Your plots should **always** be self-explanatory (including title and description). If somebody has to ask something about a plot, it probably means the plot can be improved.
___

### Prettifying plots
Let's go ahead and take the perspective of our audience. What is unclear in the above plot?
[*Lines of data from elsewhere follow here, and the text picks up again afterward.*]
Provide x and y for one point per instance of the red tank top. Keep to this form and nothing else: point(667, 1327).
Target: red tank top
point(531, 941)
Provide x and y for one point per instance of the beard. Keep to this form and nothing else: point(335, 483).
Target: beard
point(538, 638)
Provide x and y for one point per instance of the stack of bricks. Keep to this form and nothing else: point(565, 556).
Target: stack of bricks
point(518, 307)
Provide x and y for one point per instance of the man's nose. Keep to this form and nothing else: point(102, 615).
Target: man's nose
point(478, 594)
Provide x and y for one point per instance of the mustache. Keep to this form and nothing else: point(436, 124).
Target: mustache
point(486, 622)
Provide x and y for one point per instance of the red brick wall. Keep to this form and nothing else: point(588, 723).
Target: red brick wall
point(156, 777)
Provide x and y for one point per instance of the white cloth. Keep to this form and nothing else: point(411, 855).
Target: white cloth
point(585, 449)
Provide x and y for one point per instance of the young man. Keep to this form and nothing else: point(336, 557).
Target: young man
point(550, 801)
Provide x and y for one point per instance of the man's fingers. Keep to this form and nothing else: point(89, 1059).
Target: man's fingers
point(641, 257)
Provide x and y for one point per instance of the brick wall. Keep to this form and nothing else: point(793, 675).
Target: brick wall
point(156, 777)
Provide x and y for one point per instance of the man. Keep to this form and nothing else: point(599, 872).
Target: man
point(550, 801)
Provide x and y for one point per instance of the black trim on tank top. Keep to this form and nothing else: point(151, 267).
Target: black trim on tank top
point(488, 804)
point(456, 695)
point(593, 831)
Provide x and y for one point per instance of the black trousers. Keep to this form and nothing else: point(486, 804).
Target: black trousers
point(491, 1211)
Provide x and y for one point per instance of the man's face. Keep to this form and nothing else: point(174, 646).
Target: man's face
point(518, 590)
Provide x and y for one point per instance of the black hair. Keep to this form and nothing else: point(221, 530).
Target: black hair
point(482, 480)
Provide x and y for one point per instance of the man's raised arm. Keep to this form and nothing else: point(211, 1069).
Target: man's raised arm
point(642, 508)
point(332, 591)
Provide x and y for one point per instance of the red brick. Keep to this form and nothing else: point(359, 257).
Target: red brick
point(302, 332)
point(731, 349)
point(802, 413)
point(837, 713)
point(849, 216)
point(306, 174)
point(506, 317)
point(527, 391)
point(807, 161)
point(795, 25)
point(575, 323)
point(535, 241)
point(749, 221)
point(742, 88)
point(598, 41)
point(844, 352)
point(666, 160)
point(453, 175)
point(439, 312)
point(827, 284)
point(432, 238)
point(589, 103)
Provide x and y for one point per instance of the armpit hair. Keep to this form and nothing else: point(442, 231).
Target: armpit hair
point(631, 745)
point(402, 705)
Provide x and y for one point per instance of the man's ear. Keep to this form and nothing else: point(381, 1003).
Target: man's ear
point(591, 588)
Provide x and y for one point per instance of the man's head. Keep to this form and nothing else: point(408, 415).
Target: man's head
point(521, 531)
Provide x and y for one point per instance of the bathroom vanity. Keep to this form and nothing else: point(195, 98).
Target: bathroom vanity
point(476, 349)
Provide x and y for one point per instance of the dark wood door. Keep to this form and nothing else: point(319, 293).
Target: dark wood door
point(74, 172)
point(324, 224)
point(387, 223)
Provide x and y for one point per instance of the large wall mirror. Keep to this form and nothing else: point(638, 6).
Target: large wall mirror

+ Not everybody knows that *setosa*, *virginica*, and *versicolor* refer to iris species, it would be good to add a title to our legend.
+ It's unclear what the $x$- and $y$-axis represent, we absolutely need to label them.
+ A scatter plot is nice, but what if multiple flowers have the same sepal and petal length? We can't really see how many flowers each dot represent. Perhaps we could use a bit of transparency to make this more readable. This is done using a parameter called `alpha`, where `alpha=1` means no transparency at all, and `alpha=0` means completely transparent. You can think of `alpha` as the opacity percentage.
+ The plot is a bit small, it would be nice to make it larger.
+ A title indicating what the plot is about is always good.

In [None]:
# Create a figure and axis, specify the figure size
fig, ax = plt.subplots(figsize=(8, 6))
# Add the scatter plot ONLY for the setosa flowers
ax.scatter(iris_setosa["sepal length (cm)"], iris_setosa["petal length (cm)"],
          color="blue", label="setosa", alpha=0.6)
# Add the scatter plot ONLY for the virginica flowers
ax.scatter(iris_virginica["sepal length (cm)"], iris_virginica["petal length (cm)"],
          color="green", label="virginica", alpha=0.6)
# Add the scatter plot ONLY for the versicolor flowers
ax.scatter(iris_versicolor["sepal length (cm)"], iris_versicolor["petal length (cm)"],
          color="purple", label="versicolor", alpha=0.6)
# Add the legend with an explicit title
ax.legend(title="Iris species")
# Add the x- and y-axes labels
ax.set_xlabel("Sepal length in cm")
ax.set_ylabel("Petal length in cm")
# Add a title to our plot
ax.set_title("Sepal and petal length for different iris species")

That's it. We have quite a nice plot which we could use in an analysis report or a presentation. Of course, as mentioned previously, `matplotlib` offers many more options which we can use to make this plot look even nicer. We will encounter a few of them in the class. For your project, it is a good idea to have a look at the [matplotlib gallery](https://matplotlib.org/stable/gallery/index.html) as it can provide useful inspiration for your own visualizations.

#### ➡️ ✏️ Task 2
To finish, let's also add a second axis to our plot with a histogram of the sepal width. However, we want to add these histograms using the same colors, labels, and opacity levels that we did for the scatter plot. Go ahead and complete the code below to finalize the visualization.

In [None]:
# Create a figure and axis, specify the figure size
fig, axs = plt.subplots(1, 2, figsize=(16, 6))
# Add the scatter plot ONLY for the setosa flowers
axs[0].scatter(iris_setosa["sepal length (cm)"], iris_setosa["petal length (cm)"],
          color="blue", label="setosa", alpha=0.6)
axs[1].hist(iris_setosa["sepal width (cm)"], color="blue", label="setosa", alpha=.6)
# Add the scatter plot ONLY for the virginica flowers
axs[0].scatter(iris_virginica["sepal length (cm)"], iris_virginica["petal length (cm)"],
          color="green", label="virginica", alpha=0.6)
# ... ➡️ ✏️ complete to add the histogram for the virginica species


# Add the scatter plot ONLY for the versicolor flowers
axs[0].scatter(iris_versicolor["sepal length (cm)"], iris_versicolor["petal length (cm)"],
          color="purple", label="versicolor", alpha=0.6)
# ... ➡️ ✏️ complete to add the histogram for the versicolor species


# Add the legend with an explicit title
axs[0].legend(title="Iris species")
axs[1].legend(title="Iris species")
# Add the x- and y-axes labels
axs[0].set_xlabel("Sepal length in cm")
axs[0].set_ylabel("Petal length in cm")
axs[1].set_xlabel("Sepal width in cm")
axs[1].set_ylabel("Count")
# Add a title to our plot
axs[0].set_title("Sepal and petal length for different iris species")
# ... ➡️ ✏️ complete to add the histogram title (choose a good title!)